N’oublions pas de mentionner aussi tous les matériaux qui encombrent les bas-côtés et font capoter les véhicules. Ici c’est « un tas de sable » que le conducteur heurte au moment de dépasser, ailleurs le véhicule butte sur « un tas de cailloux placé en bordure de la chaussée ». Le plus souvent, les automobiles de l’époque, dont la direction n’est pas encore assistée et les pneumatiques aussi rudimentaires que les suspensions, viennent s’encastrer dans les arbres et les pylônes qui bordent routes et rues.

Entrée d'Albens, tas de cailloux et alignement de platanes (archive Kronos)
Entrée d’Albens, tas de cailloux et alignement de platanes (archive Kronos)

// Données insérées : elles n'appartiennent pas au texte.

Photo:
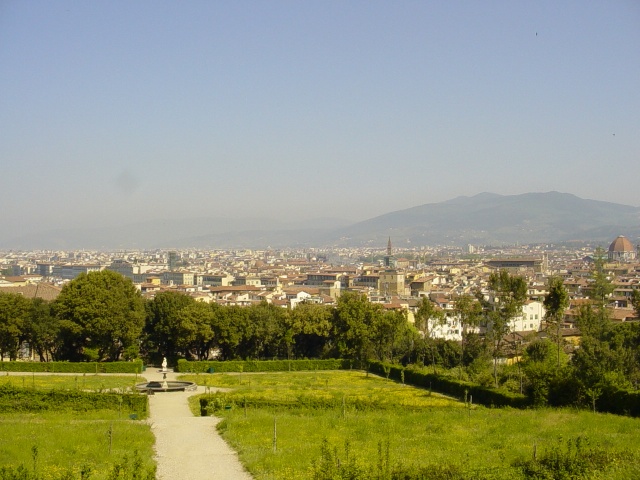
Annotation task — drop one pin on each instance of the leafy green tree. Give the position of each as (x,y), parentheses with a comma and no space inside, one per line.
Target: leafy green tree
(100,311)
(601,286)
(391,335)
(193,330)
(427,319)
(635,301)
(14,312)
(310,326)
(555,304)
(353,320)
(42,330)
(163,325)
(509,292)
(264,335)
(540,369)
(229,326)
(469,312)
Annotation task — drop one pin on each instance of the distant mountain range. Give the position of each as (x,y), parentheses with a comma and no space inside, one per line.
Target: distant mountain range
(484,219)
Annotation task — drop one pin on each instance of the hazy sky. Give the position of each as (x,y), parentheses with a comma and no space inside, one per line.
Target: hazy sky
(117,111)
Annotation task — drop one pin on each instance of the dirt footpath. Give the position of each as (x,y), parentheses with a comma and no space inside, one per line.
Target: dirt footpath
(188,447)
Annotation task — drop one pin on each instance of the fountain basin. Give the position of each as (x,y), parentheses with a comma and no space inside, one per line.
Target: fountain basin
(166,386)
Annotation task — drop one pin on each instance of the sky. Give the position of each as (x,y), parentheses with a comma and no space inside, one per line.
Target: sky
(117,112)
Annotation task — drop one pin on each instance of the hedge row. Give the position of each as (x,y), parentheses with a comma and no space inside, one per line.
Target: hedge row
(450,386)
(620,402)
(73,367)
(185,366)
(221,400)
(14,399)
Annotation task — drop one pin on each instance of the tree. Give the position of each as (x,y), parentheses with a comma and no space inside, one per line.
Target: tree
(229,327)
(264,335)
(14,311)
(509,292)
(193,330)
(469,312)
(42,330)
(162,328)
(353,319)
(635,301)
(428,317)
(310,325)
(601,286)
(391,335)
(101,312)
(555,304)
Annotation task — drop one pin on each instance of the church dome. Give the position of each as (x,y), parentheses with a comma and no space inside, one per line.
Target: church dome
(621,244)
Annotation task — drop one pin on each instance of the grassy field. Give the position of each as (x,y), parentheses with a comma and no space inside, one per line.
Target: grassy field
(66,445)
(404,428)
(73,382)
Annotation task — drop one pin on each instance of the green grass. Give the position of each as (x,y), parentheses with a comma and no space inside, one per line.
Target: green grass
(73,382)
(67,441)
(328,387)
(419,430)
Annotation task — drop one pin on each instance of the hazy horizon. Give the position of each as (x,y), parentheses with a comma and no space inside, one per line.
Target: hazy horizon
(113,113)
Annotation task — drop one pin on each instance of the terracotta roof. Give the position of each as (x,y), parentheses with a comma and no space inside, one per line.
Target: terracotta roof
(621,244)
(44,291)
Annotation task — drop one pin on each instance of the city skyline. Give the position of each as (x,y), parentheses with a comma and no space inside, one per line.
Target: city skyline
(114,113)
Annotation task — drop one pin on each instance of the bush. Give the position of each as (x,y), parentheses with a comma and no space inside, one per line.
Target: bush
(73,367)
(450,386)
(185,366)
(13,399)
(570,460)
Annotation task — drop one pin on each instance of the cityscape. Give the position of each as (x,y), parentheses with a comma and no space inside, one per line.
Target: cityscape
(330,240)
(395,278)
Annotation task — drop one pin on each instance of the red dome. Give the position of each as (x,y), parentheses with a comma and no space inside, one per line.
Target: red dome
(621,244)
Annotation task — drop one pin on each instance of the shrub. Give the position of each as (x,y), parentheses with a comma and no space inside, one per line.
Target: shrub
(13,399)
(185,366)
(73,367)
(450,386)
(570,460)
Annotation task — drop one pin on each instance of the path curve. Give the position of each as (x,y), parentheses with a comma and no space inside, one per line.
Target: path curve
(188,447)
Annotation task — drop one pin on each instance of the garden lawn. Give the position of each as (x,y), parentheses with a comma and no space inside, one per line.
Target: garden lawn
(73,382)
(58,442)
(404,425)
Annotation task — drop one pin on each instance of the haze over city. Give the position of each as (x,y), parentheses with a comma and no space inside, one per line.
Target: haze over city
(117,112)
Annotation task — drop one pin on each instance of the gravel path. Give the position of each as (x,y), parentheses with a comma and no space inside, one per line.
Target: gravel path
(188,447)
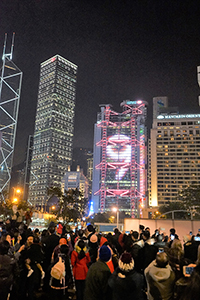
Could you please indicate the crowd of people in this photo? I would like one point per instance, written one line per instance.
(86, 265)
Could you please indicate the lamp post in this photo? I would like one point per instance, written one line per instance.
(115, 209)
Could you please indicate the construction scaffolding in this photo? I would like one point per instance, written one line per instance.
(10, 88)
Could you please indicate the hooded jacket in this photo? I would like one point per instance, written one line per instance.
(80, 266)
(160, 282)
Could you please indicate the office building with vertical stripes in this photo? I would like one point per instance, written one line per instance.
(54, 127)
(119, 161)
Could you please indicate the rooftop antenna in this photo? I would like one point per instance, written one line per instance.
(8, 55)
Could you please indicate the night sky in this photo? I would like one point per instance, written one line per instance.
(134, 49)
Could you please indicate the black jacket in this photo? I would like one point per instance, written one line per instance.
(129, 285)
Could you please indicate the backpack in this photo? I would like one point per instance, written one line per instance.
(58, 270)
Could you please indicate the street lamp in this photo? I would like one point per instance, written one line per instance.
(15, 200)
(115, 209)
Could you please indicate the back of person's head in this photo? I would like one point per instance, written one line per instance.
(141, 227)
(52, 229)
(116, 231)
(64, 249)
(176, 244)
(135, 235)
(62, 241)
(44, 232)
(146, 235)
(161, 259)
(36, 231)
(105, 253)
(4, 247)
(81, 245)
(36, 240)
(80, 233)
(172, 231)
(90, 228)
(126, 262)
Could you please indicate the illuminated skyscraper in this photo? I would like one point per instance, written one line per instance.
(174, 156)
(54, 126)
(119, 168)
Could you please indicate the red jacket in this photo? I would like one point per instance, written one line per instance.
(79, 267)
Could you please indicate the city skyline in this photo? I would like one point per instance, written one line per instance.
(133, 50)
(54, 126)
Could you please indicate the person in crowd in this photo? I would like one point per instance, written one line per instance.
(59, 287)
(192, 291)
(125, 282)
(96, 285)
(14, 249)
(137, 245)
(81, 236)
(59, 229)
(35, 257)
(160, 278)
(116, 243)
(147, 253)
(51, 242)
(80, 259)
(56, 251)
(190, 248)
(141, 231)
(8, 269)
(176, 258)
(159, 243)
(172, 236)
(92, 243)
(25, 284)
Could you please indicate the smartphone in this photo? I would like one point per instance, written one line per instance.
(189, 270)
(172, 237)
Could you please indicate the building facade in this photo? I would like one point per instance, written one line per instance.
(119, 159)
(75, 179)
(54, 127)
(174, 156)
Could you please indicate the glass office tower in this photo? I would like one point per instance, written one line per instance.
(54, 127)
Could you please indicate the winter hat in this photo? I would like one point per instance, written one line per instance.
(93, 238)
(104, 253)
(90, 228)
(103, 240)
(126, 262)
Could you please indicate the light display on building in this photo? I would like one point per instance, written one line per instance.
(120, 158)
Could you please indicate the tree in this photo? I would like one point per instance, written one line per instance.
(71, 205)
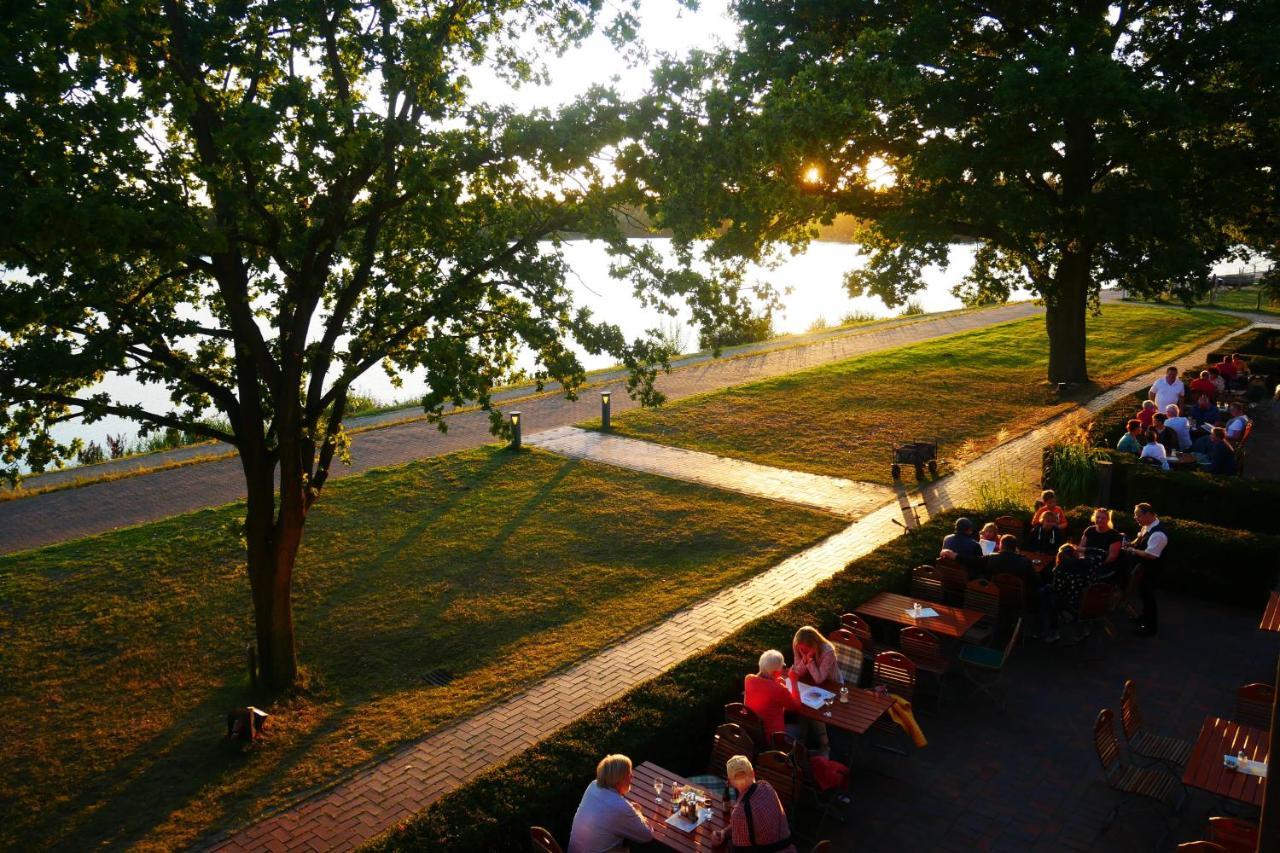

À travers les articles de presse, on découvre la violence de ces accidents comme à l’entrée de Saint-Félix en 1924 où « l’auto a sectionné au ras de terre un pommier de la route et s’est renversée sur le côté » et avant Albens, la même année lorsque « la voiture après avoir sectionné deux jeunes arbres plantés en bordure de la route, alla s’écraser contre un saule ». Les passagers en sortent plus ou moins secoués, au mieux éjectés comme en 1928 dans cette collision vers La Biolle où « l’autre véhicule alla heurter un poteau, projetant dans le pré voisin les quatre occupants ». Quand l’accident se passe en ville, les conséquences sont parfois spectaculaires, ainsi en 1937 dans le carrefour d’Albens où suite à la collision, la première voiture fait un tête à queue complet au milieu du croisement quand la seconde va « s’écraser dans la devanture du café Bouvier, la démolissant totalement et mettant en miettes chaises et tables placées sur le trottoir ». L’un des conducteurs, projeté hors de sa voiture « porte quelques contusions sans gravité. Après avoir reçu les soins de M. le docteur Bouvier, il a pu être reconduit à son domicile ». Le second conducteur « légèrement contusionné » subit le même traitement.
Nous sommes bien avant le port obligatoire des ceintures de sécurité mais aussi de la mise en place de secours organisés aux victimes de la route.
Les blessés sont rapidement transportés dans les hôpitaux d’Aix, de Rumilly ou d’Annecy par d’autres automobilistes lorsqu’il s’agit de contusions importantes à la tête, de poitrine enfoncée par le volant ou blessures à la face occasionnées par les glaces brisées. Souvent on fait appel pour les premiers soins aux médecins les plus proches, au docteur Bouvier d’Albens, au docteur Ronin d’Alby. Pour une plaie à la tête, c’est le pharmacien Brunet d’Albens qui prodigue les premiers soins et la recoud. Ecchymoses et écorchures sont traitées plus simplement avec retour au domicile. Parfois les auteurs d’accident ne se préoccupent pas du sort de la victime, ainsi en 1929, vers Saint-Félix où ils déposent le blessé « sur le bord de la route disant qu’ils allaient chercher du secours, mais la victime ne vit personne revenir ». Ce délit de fuite se transforme parfois en véritable « rodéo ». C’est ce que relate un long article du Journal du Commerce en 1934 : « affolé par l’accident, le chauffeur au lieu de s’arrêter, continua sa route pendant que des témoins prévenaient la gendarmerie qui se trouvait à quelques pas ». S’engage alors une course poursuite entre Albens et La Biolle où elle va se terminer. D’abord une auto d’Aix-les-Bains prend en chasse la voiture en fuite qu’elle tente vainement d’arrêter en la dépassant. Arrivent ensuite les gendarmes qui rejoignent le fuyard vers le sommet de la côte de La Biolle. Arrivés à sa hauteur et ne pouvant le stopper ils le dépassent et se mettent en travers de la route. Mais « le chauffeur ayant complètement perdu la tête et voulant essayer de passer quand même » finit par jeter sa voiture contre celle des gendarmes. Enfin arrêté, le chauffard est conduit au Parquet de Chambéry pour être placé sous mandat de dépôt et écroué. On apprend, la semaine suivante qu’il « a été condamné à un mois de prison sans sursis pour délit de fuite et blessure par imprudence et 5 francs d’amende pour infraction à l’arrêté municipal réglementant la vitesse ».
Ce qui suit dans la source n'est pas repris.